I’d have to say that our experience in Q2 is pretty positive because of what we’re seeing in site visits. I mean, people are really coming in here to make purchase decisions. I don’t know that I stay close to the total capital market, but I think in EP, it’s still very positive trend. CEOs still look at it as a major piece of cardiology growth.
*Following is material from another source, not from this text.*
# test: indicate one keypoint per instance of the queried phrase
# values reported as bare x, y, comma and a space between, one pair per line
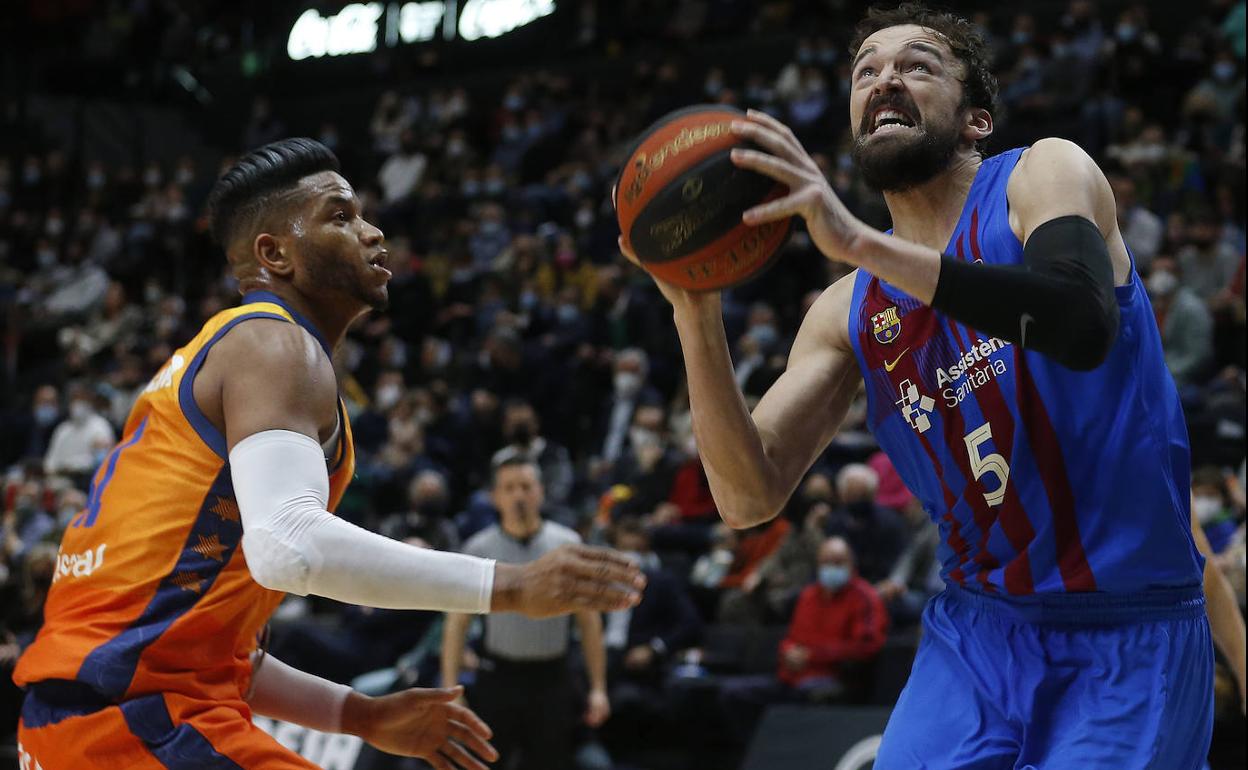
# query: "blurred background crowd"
517, 331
They are still spending money. Obviously sites visits are picked up for. So we see a microeconomic trend that’s very positive. Tao Levy – Collins Stewart: Okay. But within the EP, it’s not like a couple years ago where they weren’t – your sales guys pretty much weren’t going into the hospitals because they weren’t ordering or buying anything?

Mike Kaminski

President

No, ours sales guys – in fact, if you would ask them today, their funnel is strengthening quite a bit from the beginning of the year to today, that the amount of real active discussions around purchase decisions is getting better. Tao Levy – Collins Stewart: And if a hospital is going to place an order for the Epoch or upgrade it, how does that get recognized? Is that something that goes into the order right now and then when you get it installed it becomes revenue, or you’re not taking orders for Epoch?

Mike Kaminski

President

No, it will go into order. It would just go into backlog and then when we install it, it would –

Dan Johnston

Management

It is an upgrade; we won’t count it as a new system. It’s just counted as an incremental piece of the overall profile, but we’ll recognize revenue when it shifts. Tao Levy – Collins Stewart: But it’s not in the –

Dan Johnston

Management

We’ll put it in the backlog as the order comes in.

Mike Kaminski

President

Yes. It will go in – yes, that’s a good point, Dan. It won’t go into the system sale. It will go in almost as an accessory. It will have counted as more dollars and we’ll call those out. Tao Levy – Collins Stewart: But it will go into that backlog number?

Mike Kaminski

President

Yes, it will. Tao Levy – Collins Stewart: So, were there any in the backlog number for the quarter?

Mike Kaminski

President

We had one Epoch upgrade that came in in Q2. Tao Levy – Collins Stewart: Great, thanks.

Operator

Operator

Thank you. At this time, I’d like to turn the conference back to management for closing remarks.

Mike Kaminski

President

Well, thank you, everybody. Obviously it’s an important time for our company where we believe we’re on the right month, where we’ve generated a lot of market momentum with Epoch. Odyssey, we think, is almost an untapped potential, but we have some hard work to do here in the next few months and for the balance of the year to reposition the company. And we’re passionately committed to get that done. So we look forward to the next call and to talking to you in the future. Thank you.

Operator

Operator

Ladies and gentlemen, this concludes the Stereotaxis second quarter 2011 conference call. Thank you for your participation. You may now disconnect.